Aviation Rating linked to inadequate Air Traffic Controllers

RP air traffic controllers’ woes
Overworked, underpaid

By Tarra Quismundo

MANILA, Philippines—Working 16-hour days has become routine for air traffic controller Marlene Singson, as ordinary as squeezing in up to 54 takeoffs and departures in an hour at the crowded Ninoy Aquino International Airport.

“That means we break some rules every now and then, but we make sure that we comply with the minimum safety requirement,” Singson said.

The Manila Control Tower’s overworked cast of air traffic controllers continues to cope with the daunting task of operating below safety margins, grappling with a busy airspace despite unpaid overtime, understaffing and old equipment.

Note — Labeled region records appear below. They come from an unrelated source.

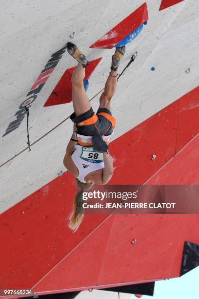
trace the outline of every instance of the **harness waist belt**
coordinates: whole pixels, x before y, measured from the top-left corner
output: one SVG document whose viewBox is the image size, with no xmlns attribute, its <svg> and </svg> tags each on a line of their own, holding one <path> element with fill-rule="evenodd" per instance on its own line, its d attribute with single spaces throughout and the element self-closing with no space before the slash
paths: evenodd
<svg viewBox="0 0 199 299">
<path fill-rule="evenodd" d="M 97 114 L 98 115 L 102 115 L 105 117 L 109 121 L 110 123 L 111 123 L 111 125 L 112 125 L 112 128 L 114 128 L 116 124 L 116 120 L 113 117 L 112 115 L 110 115 L 108 113 L 106 112 L 99 112 Z"/>
<path fill-rule="evenodd" d="M 89 126 L 89 125 L 93 125 L 93 124 L 95 124 L 98 121 L 98 117 L 95 113 L 93 116 L 88 118 L 88 119 L 78 123 L 78 126 Z"/>
</svg>

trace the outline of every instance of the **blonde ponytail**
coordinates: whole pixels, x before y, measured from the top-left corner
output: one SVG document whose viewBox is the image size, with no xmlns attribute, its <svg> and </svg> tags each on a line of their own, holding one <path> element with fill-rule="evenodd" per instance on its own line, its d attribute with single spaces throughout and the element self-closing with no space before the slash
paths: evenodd
<svg viewBox="0 0 199 299">
<path fill-rule="evenodd" d="M 77 186 L 78 188 L 80 189 L 80 191 L 75 196 L 73 210 L 69 217 L 68 224 L 68 227 L 74 233 L 78 229 L 84 216 L 82 206 L 83 202 L 82 199 L 83 193 L 85 190 L 90 189 L 93 184 L 93 183 L 90 182 L 82 183 L 77 178 L 75 180 L 77 183 Z"/>
</svg>

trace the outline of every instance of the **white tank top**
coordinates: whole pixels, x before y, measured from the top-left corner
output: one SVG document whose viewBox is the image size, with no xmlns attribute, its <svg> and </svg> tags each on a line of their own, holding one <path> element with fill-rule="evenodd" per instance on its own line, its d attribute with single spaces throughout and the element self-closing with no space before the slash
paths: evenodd
<svg viewBox="0 0 199 299">
<path fill-rule="evenodd" d="M 86 183 L 86 174 L 104 167 L 103 153 L 94 151 L 92 147 L 76 145 L 71 158 L 79 171 L 77 178 L 82 183 Z"/>
</svg>

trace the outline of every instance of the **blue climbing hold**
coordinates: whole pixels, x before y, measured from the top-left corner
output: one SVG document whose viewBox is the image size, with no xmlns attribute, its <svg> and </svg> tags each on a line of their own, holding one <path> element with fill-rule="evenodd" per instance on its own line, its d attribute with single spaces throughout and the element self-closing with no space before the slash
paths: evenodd
<svg viewBox="0 0 199 299">
<path fill-rule="evenodd" d="M 115 47 L 122 47 L 123 46 L 131 43 L 138 36 L 139 34 L 141 32 L 143 28 L 143 24 L 142 24 L 140 26 L 138 27 L 135 30 L 131 32 L 129 35 L 126 36 L 121 42 L 119 42 L 118 43 L 117 43 L 115 46 Z"/>
<path fill-rule="evenodd" d="M 86 80 L 83 82 L 83 85 L 84 86 L 84 89 L 85 91 L 86 91 L 86 90 L 88 89 L 89 85 L 89 82 L 88 82 L 88 80 Z"/>
</svg>

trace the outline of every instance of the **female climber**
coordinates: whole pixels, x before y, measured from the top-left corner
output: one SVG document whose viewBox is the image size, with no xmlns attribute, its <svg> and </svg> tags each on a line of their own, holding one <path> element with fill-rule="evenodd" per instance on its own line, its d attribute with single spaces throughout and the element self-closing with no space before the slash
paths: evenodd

Tasked to guide planes for safe landings and takeoffs, air traffic controllers at the country’s main international hub say they have yet to see changes promised by the creation of the Civil Aviation Authority of the Philippines (CAAP).

Established to supplant the outdated ways of the Air Transportation Office (ATO), the CAAP has been touted as the country’s hope to redeem its standing in the eyes of the US Federal Aviation Administration (FAA), which flunked the Philippines in January for substandard air safety practices.

But reality has not changed for the air traffic controllers despite the new authority, and an average day still involves too few controllers handling too many flights.

“The CAAP without expert leaders is still a dismal failure,” said Nickson Morada, chair of the Philippine Air Traffic Controllers Association.

Heavier traffic looms

“It failed on meeting its underlying objective to sustain our air traffic controllers through competitive salaries. Safety is still at risk due to the same problem of equipment, procedures, training and lack of qualified personnel,” Morada told the Philippine Daily Inquirer.

While international standards require seven controllers to handle the average 45 to 50 flights per hour, the Manila tower is still understaffed, with mostly six—at times even four—controllers manning a given shift, sources from the tower said. They asked not to be identified, saying they had no authority to talk of sensitive information.

It was one in a long list of findings the FAA released in January when it decided to rate the country below accepted safety standards in civil aviation. FAA inspectors visited the tower in 2007 as part of its audit at the then ATO.

“We need at least five more people to comply with the requirement ... Now, especially with the peak season approaching, we are bracing ourselves for heavier traffic,” said one of the air traffic controllers.

What should be a matter of clockwork efficiency has become a matter of talent and experience for the controllers, who have become accustomed to ways of cramming flights up to twice the number that should be cleared for landings or takeoffs under the safety rules.

The Manila airport’s single international runway should be handling at most a total of 30 flights per hour if the two-minute aircraft spacing rule is to be followed, the controllers said. But traffic reaches even up to 65 at holiday peak hours.

Unpaid overtime work

“We have all developed our own timing. We can even space planes by 15 seconds, around 1 kilometer apart in the runway, if we feel confident that we can do that safely,” said another air traffic controller.

Much of the air traffic controllers’ overtime work has yet to be paid and a promised salary increase has yet to be given, the controllers said. Low pay has been the chief reason for quick personnel turnover at the tower, and it has become almost seasonal for controllers to lose a colleague to better paying jobs.

CAAP Director General Ruben Ciron said the agency had been working to fully implement the law and allow benefits to trickle down to workers.

“We will increase their [technical personnel] pay so they won’t have to leave,” Ciron said, as he admitted the heavy task at hand.

A recent survey by the Department of Labor and Employment listed air traffic controllers as among the hardest to fill occupations in the country, along with highly technical jobs such as pilots and navigational engineers.